Title: | Moving Subset Analysis FACE |
---|---|
Description: | The new methodology "moving subset analysis" provides functions to investigate the effect of environmental conditions on the CO2 fertilization effect within longterm free air carbon enrichment (FACE) experiments. In general, the functionality is applicable to derive the influence of a third variable (forcing experiment-support variable) on the relation between a dependent and an independent variable. |
Authors: | Wolfgang A. Obermeier [cre, aut], Lukas W. Lehnert [cre, aut], Joerg Bendix [aut] |
Maintainer: | Lukas W. Lehnert <[email protected]> |
License: | GPL |
Version: | 0.1.0 |
Built: | 2025-03-08 02:43:41 UTC |
Source: | https://github.com/cran/msaFACE |
The package msaFACE provides a new methodology called "moving subset analysis" to investigate the effect of environmental conditions on the CO2 fertilization effect within longterm free air carbon enrichment experiments. More generally, the functionality is applicable to derive the influence of a third variable (forcing experiment-support variable) on the relation between a dependent and an independent variable.
The main part of the package is the function moving_subset_analysis
which derives the CO2-fertilization effect (CFE) and relates it to the variable environmental conditions. The CFE is calculated by the regression between a dependent variable such as total aboveground biomass and the CO2 concentration in the air. Please note that the value of the function moving_subset_analysis
is of class 'MSA_coef
' for which several methods are available to plot and print the results.

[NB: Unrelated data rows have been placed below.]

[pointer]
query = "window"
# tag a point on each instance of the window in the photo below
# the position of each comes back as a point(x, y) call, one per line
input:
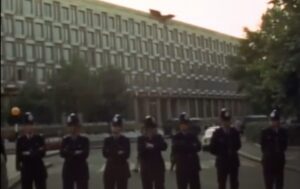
point(82, 37)
point(66, 55)
point(39, 51)
point(20, 74)
point(9, 25)
point(19, 28)
point(97, 20)
point(28, 7)
point(90, 38)
point(89, 17)
point(9, 50)
point(29, 24)
point(56, 11)
point(105, 40)
point(29, 52)
point(48, 10)
point(39, 8)
point(81, 17)
point(40, 75)
point(65, 13)
point(74, 36)
point(73, 15)
point(118, 23)
point(57, 33)
point(48, 31)
point(111, 23)
point(125, 25)
point(66, 32)
point(104, 20)
point(38, 30)
point(49, 54)
point(20, 50)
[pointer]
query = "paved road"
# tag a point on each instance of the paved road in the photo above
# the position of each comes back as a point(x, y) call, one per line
point(250, 173)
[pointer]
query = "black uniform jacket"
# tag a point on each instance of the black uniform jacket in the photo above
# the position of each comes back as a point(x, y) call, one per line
point(225, 147)
point(151, 158)
point(116, 151)
point(273, 146)
point(75, 151)
point(185, 148)
point(29, 156)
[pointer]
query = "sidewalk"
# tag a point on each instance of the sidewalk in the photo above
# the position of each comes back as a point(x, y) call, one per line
point(252, 151)
point(14, 175)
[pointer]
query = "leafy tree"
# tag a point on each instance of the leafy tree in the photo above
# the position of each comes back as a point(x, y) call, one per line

Each experiment-support variable can be used as forcing variable, for which the influence on the CFE is analyzed through the following steps:
In the first step, the dataset is rearranged in ascending order of the forcing experiment-support variable. The total dataset is then partitioned into subsets where each contains observations featuring similar environmental characteristics. Taking the rainfall as an example, the first subset will encompass the driest years. For the second one, the year with the lowest rainfall sum is dropped and replaced by the year with the next lowest rainfall sum. This is repeated until the last subset is reached which encompasses the wettest years. For the GiFACE dataset with 16 years (1998-2013) of available data, 12 subsets are created for a window size of 30 observations (each subset encompassing six rings and five years).
The CFE is then derived as the slope of the regression model between the CO2 concentration of the air and the selected dependent variable, which is calculated separately within each of the subsets defined above.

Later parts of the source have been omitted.